A while back, I did several posts on labor force participation. My general conclusion was that LFP wasn't as bad as it was generally made out to be for several reasons:
1) The hump and decline in LFP was largely due to a combination of (1) a one-time jump in female participation from the 70s to the 90s and (2) a long term secular decline across ages and gender.
2) When looking at male participation rates over the long term, there is a pretty stable slightly downward trend, except for the 16-19 and 55+ age groups, which have idiosyncratic movements based on cultural changes, etc.
3) LFP was above trend in 2007, so that forecasts tended to (1) start too high and (2) be flat or positive, which, in hindsight, was wildly optimistic, and contrary to half a century of experience.
So, LFP was a little bit below trend after the recession - not outside of historical norms, once the trend is accounted for. Some of the downward trend of the 45-54 group is probably related to the way our disability programs induce people in that age group to leave the labor force, but that trend has been sloping downward for decades. The 25-34 age group may have dropped by 1% or so in a way that will persist below the trend.
Within the working age groups, it looks like LFP has, more or less, recovered to expansion levels. The 25-34 group might have some slack left.
This leaves a bit of a mystery for me, because I have been moving to an argument that we were deceptively in a sort of full employment recessionary condition by late 2006. But, LFP moving above trend into late 2007 contradicts that idea. This was a strange period, though. Some of the growth in incomes was through rent inflation - most of which is imputed rent of owner-occupiers. But, property values were flat or declining. So, owners weren't getting any wealth effect from their properties, and in fact some were facing losses. Owners had higher costs and incomes in a way that they would only know because the BEA told them they did. Renters were transferring more of their incomes to landlords. These amount to fractions of a percent of NGDP growth in a given year, but we are also talking about fractions of a percent of labor force participation.

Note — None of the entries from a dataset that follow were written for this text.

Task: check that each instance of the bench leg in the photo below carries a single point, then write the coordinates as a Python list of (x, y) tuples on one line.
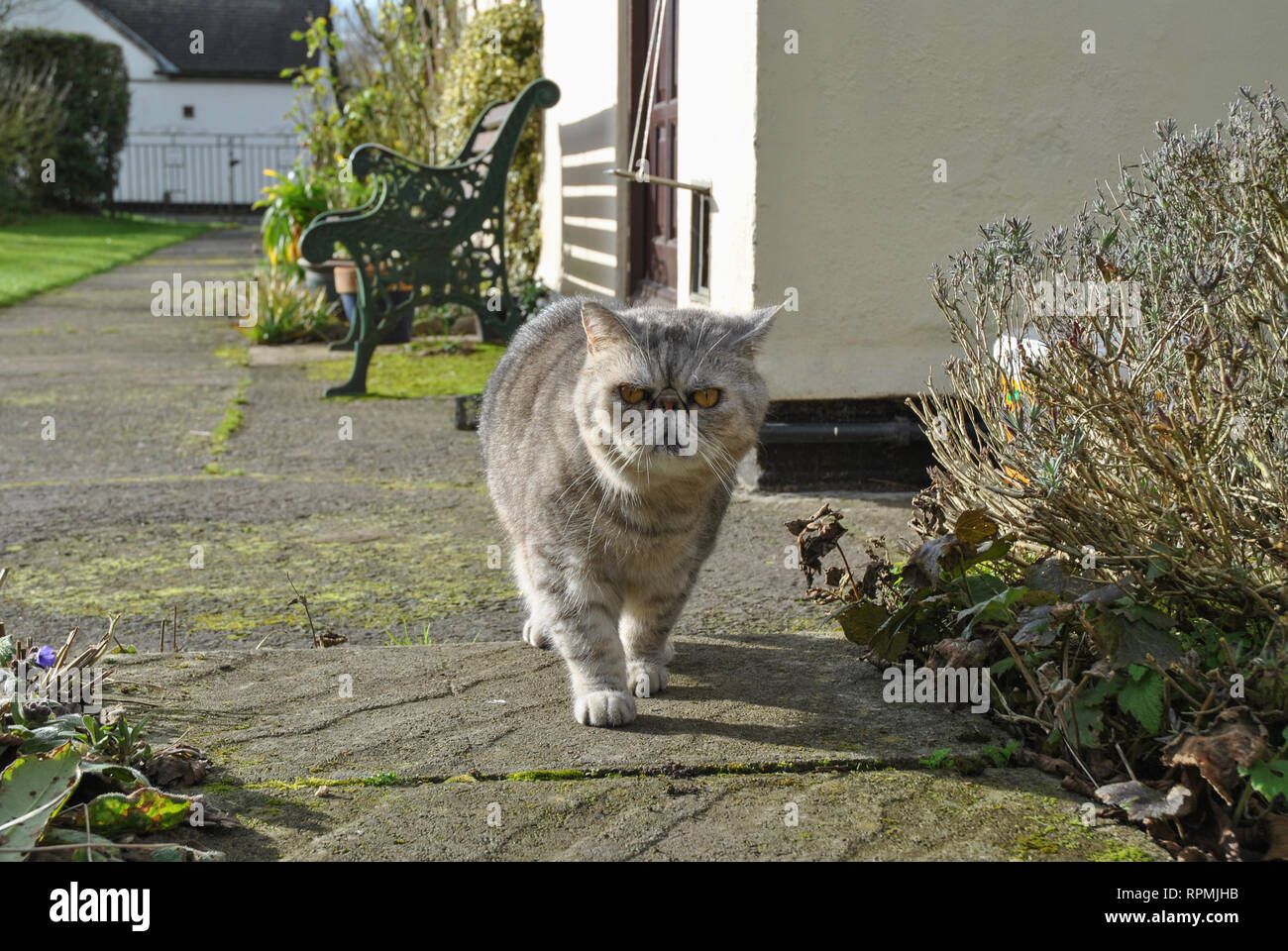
[(362, 351)]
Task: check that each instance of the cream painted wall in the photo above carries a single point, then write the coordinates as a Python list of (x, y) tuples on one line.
[(583, 209), (850, 127), (716, 144), (156, 102)]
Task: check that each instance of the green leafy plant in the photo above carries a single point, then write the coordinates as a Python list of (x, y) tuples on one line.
[(119, 740), (287, 311), (288, 204)]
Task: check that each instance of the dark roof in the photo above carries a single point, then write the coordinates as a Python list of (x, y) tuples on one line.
[(244, 39)]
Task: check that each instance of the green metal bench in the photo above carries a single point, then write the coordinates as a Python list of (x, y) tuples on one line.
[(437, 230)]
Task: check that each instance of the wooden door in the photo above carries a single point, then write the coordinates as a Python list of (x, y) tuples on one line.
[(653, 230)]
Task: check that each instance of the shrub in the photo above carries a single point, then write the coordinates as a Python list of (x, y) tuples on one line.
[(1104, 531), (29, 133), (97, 108), (498, 54), (1147, 435), (287, 311)]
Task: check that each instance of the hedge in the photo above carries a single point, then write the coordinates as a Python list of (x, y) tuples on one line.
[(97, 110)]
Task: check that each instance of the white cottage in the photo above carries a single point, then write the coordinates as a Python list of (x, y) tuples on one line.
[(835, 150), (207, 105)]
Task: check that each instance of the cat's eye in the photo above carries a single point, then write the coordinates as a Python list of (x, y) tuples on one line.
[(631, 394)]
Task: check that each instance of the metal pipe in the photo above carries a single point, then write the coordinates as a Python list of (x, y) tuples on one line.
[(900, 431)]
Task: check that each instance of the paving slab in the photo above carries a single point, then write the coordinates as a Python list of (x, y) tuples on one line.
[(772, 746)]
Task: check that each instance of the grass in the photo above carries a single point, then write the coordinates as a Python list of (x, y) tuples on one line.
[(404, 373), (39, 254)]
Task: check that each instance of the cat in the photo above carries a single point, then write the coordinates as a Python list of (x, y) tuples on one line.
[(610, 436)]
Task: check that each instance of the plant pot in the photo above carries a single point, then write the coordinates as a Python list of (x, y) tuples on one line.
[(346, 277), (322, 274)]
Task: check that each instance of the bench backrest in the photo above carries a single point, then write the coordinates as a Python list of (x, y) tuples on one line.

It seems like there is something mysterious going on in the business cycle, when contraction is focused on housing, there is an increase in nominal production and income in a category that is mostly imputed - that requires no cash. Wages rise. Renters pay more of those wages to their landlords. Owners pay themselves higher rents, though they don't know it. So, a growing part of incomes is simply transfers on sunk costs to owners. Does this create a boost in employment in the early part of the contraction?
In the current context, is employment even more of a lagging factor than it normally is?